I read somewhere that CPUs are better at generating graphics than GPUs (although I imagine much slower). Is that true? Does that explain why GUI libraries like Egui are so much uglier than, for example, Iced?
The main context where I've seen claims that CPUs are 'better' at graphics is where a render that looks precisely right and has the desired image quality is more important than a fast render.
Even that is more about control over the rendering process than what silicon is doing the work. With a lot of (older?) graphics APIs, you're implicitly giving the GPU's driver a lot of control over the output and how it is generated. This is how we got events like [0] where GPU vendors would make their drivers 'cheat' on benchmarks by trading image quality for speed when certain criteria were detected.
I imagine that tradeoff has changed somewhat as the industry has moved towards graphics APIs intended to give the programmer more direct control of the hardware.
I imagine the answer is "Higher quality" or "Better customization". You can get extremely precise control over the render pipeline on a CPU since you can calculate pixels however you want.
But...with today's world of pixel shaders (Really, a world that's existed for 10+ years now), I'd be surprised if there's actually any benefit to be had these days. With a proper pixel shader, I doubt there's anything you could do on a CPU that you couldn't do on a GPU, and the GPU would be massively parallel and do it much faster.
You give my understanding in your last sentence there. I don't think there's any "higher quality" graphics which could be rendered on a CPU that couldn't be rendered on a GPU. Since they are equivalent in their possible actions, the only differential would be speed, which is what GPUs are designed for.
But to play devil's advocate against myself, I have heard that programming for GPUs can be harder for many things. So maybe usability and developer-friendliness is what is meant by CPUs being better?
GPUs are TERRIBLE at executing code with tons of branches.
Basically, GPUs execute instructions in lockstep groups of threads. Each group executes the same instruction at the same time. If there's a conditional, and only some of the threads in a group have a state that satisfies the condition, then the group is split and the paths are executed in serial rather than parallel. The threads following the "true" path execute while the threads that need to take the "false" path sit idle. Once the "true" threads complete, they sit idle while the "false" threads execute. Only once both threads complete do they reconverge and continue.

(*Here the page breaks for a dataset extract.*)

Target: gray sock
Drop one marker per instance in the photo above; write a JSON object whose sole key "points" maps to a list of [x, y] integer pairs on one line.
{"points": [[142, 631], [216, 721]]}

They're designed this way because it greatly simplifies the hardware. You don't need huge branch predictors or out-of-order execution engines, and it allows you to create a processor with thousands of cores (The RTX 5090 has over 24,000 CUDA cores!) without needing thousands of instruction decoders, which would be necessary to allow each core to do its own thing.
There ARE ways to work around this. For example, it can sometimes be faster to compute BOTH sides of a branch, but then merely apply the "if" on which result to select. Then, each thread would merely need to apply an assignment, so the stalls only last for an instruction or two.
Of course, it's worth noting that this non-optimal behavior is only an issue with divergent branches. If every thread decides the "if" is true, there's no performance penalty.
The simple calculations typically used for rendering graphics can easily be parallized on the GPU, hence it's faster. But the result should be identical if the same calculations are done on the CPU.
Also GUI frameworks like iced and egui typically support multiple rendering backands. I know iced is renderer agnostic, and can use a number of backands including the GPU graphics APIs Vulkan, DX12 and Metal.